La Calabria oltre ad essere sede di tutte le meraviglie di cui prima, è anche una terra che presenta del marcio al suo interno. Fenomeni mafiosi come la ‘Ndrangheta, una delle organizzazioni criminali più potenti del mondo; caporalato nei campi di coltivazioni degli agrumi, business importantissimo per i signori della terra per via dell’abbattimento del costo di manodopera; istituzioni corrotte e uomini delle istituzioni che alimentano questa tendenza; precarietà infrastrutturali, causate dallo sperpero di denaro pubblico per i privati interessi; ristagno tecnologico, per via della forte emigrazione di capitale umano e giacenza dei geronti in loco e tanto altro ancora.

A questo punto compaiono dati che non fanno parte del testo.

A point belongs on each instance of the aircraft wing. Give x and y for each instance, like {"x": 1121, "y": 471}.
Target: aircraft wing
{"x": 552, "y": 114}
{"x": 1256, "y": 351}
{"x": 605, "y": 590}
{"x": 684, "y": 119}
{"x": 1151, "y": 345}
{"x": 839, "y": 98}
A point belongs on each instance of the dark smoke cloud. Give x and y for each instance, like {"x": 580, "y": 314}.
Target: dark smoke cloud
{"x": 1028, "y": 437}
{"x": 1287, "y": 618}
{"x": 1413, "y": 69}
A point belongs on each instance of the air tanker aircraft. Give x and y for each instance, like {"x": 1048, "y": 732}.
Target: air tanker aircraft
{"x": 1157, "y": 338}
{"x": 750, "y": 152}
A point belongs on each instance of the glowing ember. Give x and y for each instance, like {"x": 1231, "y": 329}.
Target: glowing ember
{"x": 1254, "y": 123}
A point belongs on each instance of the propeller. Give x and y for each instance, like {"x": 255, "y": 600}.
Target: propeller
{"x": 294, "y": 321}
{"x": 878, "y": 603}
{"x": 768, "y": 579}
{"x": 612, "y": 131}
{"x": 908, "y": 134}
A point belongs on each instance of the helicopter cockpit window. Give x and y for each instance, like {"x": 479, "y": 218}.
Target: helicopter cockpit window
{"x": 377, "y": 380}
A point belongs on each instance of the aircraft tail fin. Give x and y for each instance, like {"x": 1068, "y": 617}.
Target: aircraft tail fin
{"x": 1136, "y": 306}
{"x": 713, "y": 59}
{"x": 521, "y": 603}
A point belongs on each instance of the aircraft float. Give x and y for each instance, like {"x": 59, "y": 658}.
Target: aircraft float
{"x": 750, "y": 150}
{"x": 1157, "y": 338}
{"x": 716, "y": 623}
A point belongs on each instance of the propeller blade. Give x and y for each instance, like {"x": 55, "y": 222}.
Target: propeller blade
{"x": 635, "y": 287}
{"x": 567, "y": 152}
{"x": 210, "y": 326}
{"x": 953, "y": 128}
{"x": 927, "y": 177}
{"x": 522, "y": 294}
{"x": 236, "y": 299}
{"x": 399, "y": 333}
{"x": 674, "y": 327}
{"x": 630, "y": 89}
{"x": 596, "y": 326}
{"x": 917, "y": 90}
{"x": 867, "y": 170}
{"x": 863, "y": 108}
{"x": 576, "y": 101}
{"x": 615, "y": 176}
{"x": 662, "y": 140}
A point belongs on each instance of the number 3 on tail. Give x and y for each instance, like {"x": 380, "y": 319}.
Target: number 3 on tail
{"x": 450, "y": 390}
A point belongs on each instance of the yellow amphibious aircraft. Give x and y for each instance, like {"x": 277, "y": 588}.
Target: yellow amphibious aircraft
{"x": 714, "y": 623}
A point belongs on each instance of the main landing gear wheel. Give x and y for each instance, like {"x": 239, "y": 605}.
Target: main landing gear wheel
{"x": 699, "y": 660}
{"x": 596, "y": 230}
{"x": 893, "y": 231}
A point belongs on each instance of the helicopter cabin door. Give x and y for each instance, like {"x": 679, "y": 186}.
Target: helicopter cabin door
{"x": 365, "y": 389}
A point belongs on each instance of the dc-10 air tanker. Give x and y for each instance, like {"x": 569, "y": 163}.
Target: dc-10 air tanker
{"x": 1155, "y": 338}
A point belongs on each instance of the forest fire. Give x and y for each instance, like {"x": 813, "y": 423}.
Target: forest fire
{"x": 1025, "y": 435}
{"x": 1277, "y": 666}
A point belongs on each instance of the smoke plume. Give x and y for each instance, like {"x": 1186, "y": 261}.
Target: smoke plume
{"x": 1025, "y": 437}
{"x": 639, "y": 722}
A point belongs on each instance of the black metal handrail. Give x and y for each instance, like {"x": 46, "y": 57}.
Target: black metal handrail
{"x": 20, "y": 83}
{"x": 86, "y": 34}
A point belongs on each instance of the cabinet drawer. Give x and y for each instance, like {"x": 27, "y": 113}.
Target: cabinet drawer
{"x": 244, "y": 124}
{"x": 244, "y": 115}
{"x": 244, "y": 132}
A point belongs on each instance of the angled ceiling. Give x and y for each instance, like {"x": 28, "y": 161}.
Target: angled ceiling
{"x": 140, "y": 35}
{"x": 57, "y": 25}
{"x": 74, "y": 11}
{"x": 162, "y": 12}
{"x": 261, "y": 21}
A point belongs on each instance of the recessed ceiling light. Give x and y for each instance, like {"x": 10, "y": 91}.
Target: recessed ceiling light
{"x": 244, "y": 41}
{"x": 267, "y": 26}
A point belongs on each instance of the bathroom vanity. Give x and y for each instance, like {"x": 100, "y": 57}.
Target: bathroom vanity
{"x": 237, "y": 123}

Ovviamente questi non sono problemi che riguardano, o sono presenti, solo nel territorio calabrese, ma questo è uno dei più vessati da fenomeni del genere.

Detto questo, il cortometraggio di Muccino, non ha, né esposto e valorizzato le vere eccellenze della Calabria da una parte, né denunciato le vere criticità dall’altro (cosa illogica visto che era uno spot pubblicitario, ma, probabilmente, sarebbe stato sicuramente, più efficace!), ha soltanto mostrato qualche bella costa o frutto, misto ad un’arretratezza del contesto sociale e territoriale che è un effetto, e non causa, derivante dalle precarietà e anomalie prima citate; arretratezza che, sia chiaro, permane in una parte di Calabria, mentre dall’altra parte, è potenzialmente al pari di altre regioni italiane.

Ovviamente non demonizziamo troppo il Muccino, vogliamo solo augurargli una buona e pronta rinsavita dopo il, per rimanere in contesto, “faglio” con il suo videoclip sulla Calabria; dobbiamo altresì ringraziarlo perché una cosa buona l’ha fatta: ora l’opinione pubblica calabrese, specie i giovani tramite i social, stanno parlando dell’accaduto in maniera critica e consapevole!